On evolutionary psychology: success

Biologists agree that not every trait is an adaptation. Some have drifted to fixation (neutral evolution), some have gone to fixation together with another trait that is an adaptation (i.e. via pleiotropy). But is is also agreed that many traits are adaptations - that they are there and have the value they do because they have been favored by natural selection.

In evolutionary psychology - which is a discipline in psychology, and not in evolution - researchers make the assumption that the traits they study are adaptations. And it often makes a lot of sense, as we shall see. It just fits so well with how we can easily imagine what our evolutionary past was like, and how the traits would have affected survival and reproduction (the main components of natural selection). However, as I have cautioned before, while we make this assumption, recall that we may at times fool ourselves, because what makes sense and may seem reasonable to us may in fact not have anything to do with reality. Just always keep it in mind, is all I'm saying.

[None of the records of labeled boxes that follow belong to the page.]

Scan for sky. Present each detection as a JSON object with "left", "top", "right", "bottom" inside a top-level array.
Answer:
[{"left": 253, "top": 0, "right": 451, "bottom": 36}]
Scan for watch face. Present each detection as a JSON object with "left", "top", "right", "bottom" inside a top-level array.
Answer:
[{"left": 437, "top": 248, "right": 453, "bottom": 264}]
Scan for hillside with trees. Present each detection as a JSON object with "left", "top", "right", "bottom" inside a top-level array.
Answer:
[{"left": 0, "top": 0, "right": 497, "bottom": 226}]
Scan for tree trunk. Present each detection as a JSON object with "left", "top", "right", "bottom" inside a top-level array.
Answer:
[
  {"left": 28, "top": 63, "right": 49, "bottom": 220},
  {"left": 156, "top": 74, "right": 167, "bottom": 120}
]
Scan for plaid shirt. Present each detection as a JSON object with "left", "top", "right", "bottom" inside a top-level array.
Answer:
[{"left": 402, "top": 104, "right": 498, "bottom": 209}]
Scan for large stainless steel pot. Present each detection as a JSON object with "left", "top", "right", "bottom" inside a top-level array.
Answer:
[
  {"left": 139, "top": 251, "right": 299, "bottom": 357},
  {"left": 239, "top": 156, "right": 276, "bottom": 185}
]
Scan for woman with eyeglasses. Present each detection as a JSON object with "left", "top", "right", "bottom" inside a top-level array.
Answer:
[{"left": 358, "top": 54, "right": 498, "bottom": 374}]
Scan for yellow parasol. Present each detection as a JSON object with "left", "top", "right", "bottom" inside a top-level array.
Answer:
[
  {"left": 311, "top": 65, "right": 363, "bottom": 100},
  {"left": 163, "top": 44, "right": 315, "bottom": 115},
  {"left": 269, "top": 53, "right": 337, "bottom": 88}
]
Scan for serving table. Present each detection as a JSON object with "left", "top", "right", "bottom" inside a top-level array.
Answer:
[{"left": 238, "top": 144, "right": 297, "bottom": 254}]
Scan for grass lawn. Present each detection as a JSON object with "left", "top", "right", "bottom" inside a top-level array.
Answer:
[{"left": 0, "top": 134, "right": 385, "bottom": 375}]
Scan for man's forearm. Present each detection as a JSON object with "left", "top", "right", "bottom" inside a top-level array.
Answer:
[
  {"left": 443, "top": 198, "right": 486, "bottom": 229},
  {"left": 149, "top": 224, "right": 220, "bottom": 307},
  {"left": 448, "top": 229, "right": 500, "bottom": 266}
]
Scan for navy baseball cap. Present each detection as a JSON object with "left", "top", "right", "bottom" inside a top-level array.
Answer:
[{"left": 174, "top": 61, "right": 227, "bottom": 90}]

There was a wonderful article in the Economist a couple of days ago on Darwinism*: Why we are, as we are. It surveys five main points as elucidated by evolutionary psychology.
  1. Why we strive to get wealthier,
  2. why we commit crimes,
  3. why we punish,
  4. why women and men aren't equal, and
  5. why we are racist.
The bottom line is that they all affect our survival and reproduction. And the answers are (I'm going to make this extremely concise, as I really wish to make another point altogether):
  1. Because the wealthier you are the more sex you get to have,
  2. because it pays, especially when we can't get any sex in the first place,
  3. because you don't want to be a cuckold,
  4. because men and women have different reproductive strategies, and
  5. because xenophobia strengthens your group and weakens other groups.
Makes sense, yes? If not, go read the article now. It deals nicely with each of these points.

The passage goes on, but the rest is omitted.